Silverman (1965 apud PFROMM NETTO, 1974, p. 177), ao fazer uma revisão da
literatura norte-americana sobre inteligência e pobreza cultural, concluiu que não há
diferenças inatas na capacidade de aprendizagem entre crianças pobres e crianças de classe
média, mas sim consequências de privação ambiental ou social, isto é, a sua capacidade de
aprender somente se realizará de forma plena se a criança puder contar com condições
ambientais adequadas, tanto no lar quanto na escola.
2.4. DESENVOLVIMENTO EMOCIONAL

Quanto ao desenvolvimento emocional, Pfromm Netto (1974, p. 95) considera que a


adolescência é o período da vida em que o comportamento do indivíduo está frequentemente
relacionado às suas experiências de frustração, às situações novas, aos seus conflitos etc. A
passagem da infância para a vida adulta não tem que obrigatoriamente ocorrer num contexto
de tensões e conflitos, no entanto, as pressões sofridas pelo adolescente advindas dos seus
pais, amigos, escola, e das suas próprias necessidades, em virtude das mudanças ocorridas em
si mesmo e no mundo a sua volta, levam à intensificação das experiências afetivas e ao
aumento de situações de ordem emocional que dependerão de sua condução para serem
resolvidas. Apesar das diferenças culturais entre as sociedades, geralmente o processo de
desenvolvimento da dependência infantil para a independência adulta, a passagem de um
indivíduo não responsável para o responsável, não acontece de forma gradual e suave, mas de
forma súbita, sendo marcada por restrições, interferências, proibições, conflitos morais que
resultam muitas tensões emocionais.
De acordo com Winnicott (2005, p. 115-118), subsistem no adolescente,
características pessoais herdadas da infância, ou seja, meninos e meninas chegam à puberdade
com padrões de personalidade predeterminados pelas experiências que tiveram anteriormente,
inclusive nesse momento, alguns padrões indicarão falhas de amadurecimento.

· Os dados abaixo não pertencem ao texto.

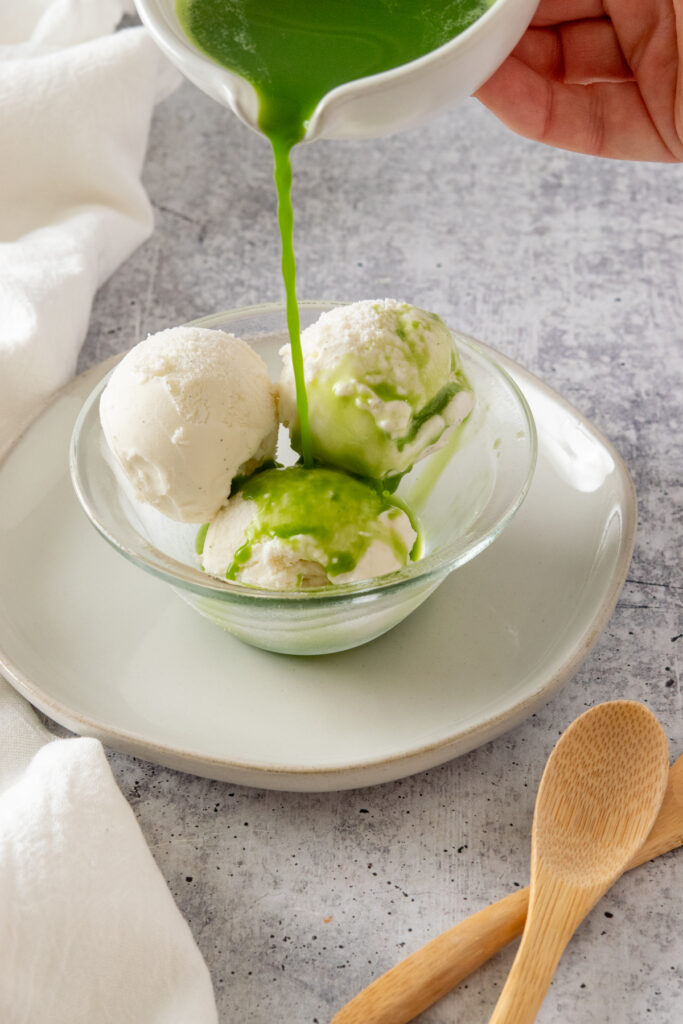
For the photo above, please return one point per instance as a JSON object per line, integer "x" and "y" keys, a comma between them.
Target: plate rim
{"x": 352, "y": 774}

Caberá ao
adolescente a organização dos padrões preexistentes, decidindo-se por sua manutenção, por
sua mudança ou eliminação, bem como a acomodação de novos padrões que chegarão com a
puberdade. Nesse estágio o ambiente desempenha um papel de grande importância na
passagem da infância para a adolescência, e é vital a importância da família, apesar do natural
isolamento do adolescente. Inclusive, o autor aponta que os grupos de adolescentes são
ajuntamentos de indivíduos isolados que se aproximam tendo em vista uma identidade de
gostos.
Winnicott (2005, p. 125-126) observa que diante de uma tendência antissocial na
adolescência, há sempre um histórico de privação ou carência, que pode ser resultado de um
estado de ausência, de depressão da mãe em um momento complexo, ou de dissolução da
família, mas mesmo a privação menos violenta pode acarretar tendências antissociais. O autor
aponta que anterior a uma tendência antissocial, há uma fase de saúde seguida de uma ruptura,
e com isso, a criança antissocial, fazendo o uso da violência ou não, tenta fazer com que o
mundo reconstrua a estrutura rompida. Winnicott observa ainda que, numa adolescência
normal, a carência é mais branda enquanto a privação se dá num campo mais complexo.
Nesse sentido, Winnicott (1999, p. 121-125) observa que adolescentes, outrora
crianças com histórico de privação emocional, cujos lares não lhe ofereceram um sentimento
de segurança, buscam no ambiente externo relações que lhe proporcionem estabilidade, e
nesse momento, a delinquência pode ser a busca por uma estabilidade externa. O autor então
aponta que para a maioria dos delinquentes, o sentimento de segurança não chegou à vida da
criança a tempo de ser incorporado às suas crenças. Segundo ele, crianças necessitam do
background de suas famílias, de estabilidade do ambiente físico, de segurança afetiva, uma
vez que crianças privadas de vida familiar correm o risco de receberem a estabilidade por
meio de um reformatório, ou na vida adulta, por meio da prisão.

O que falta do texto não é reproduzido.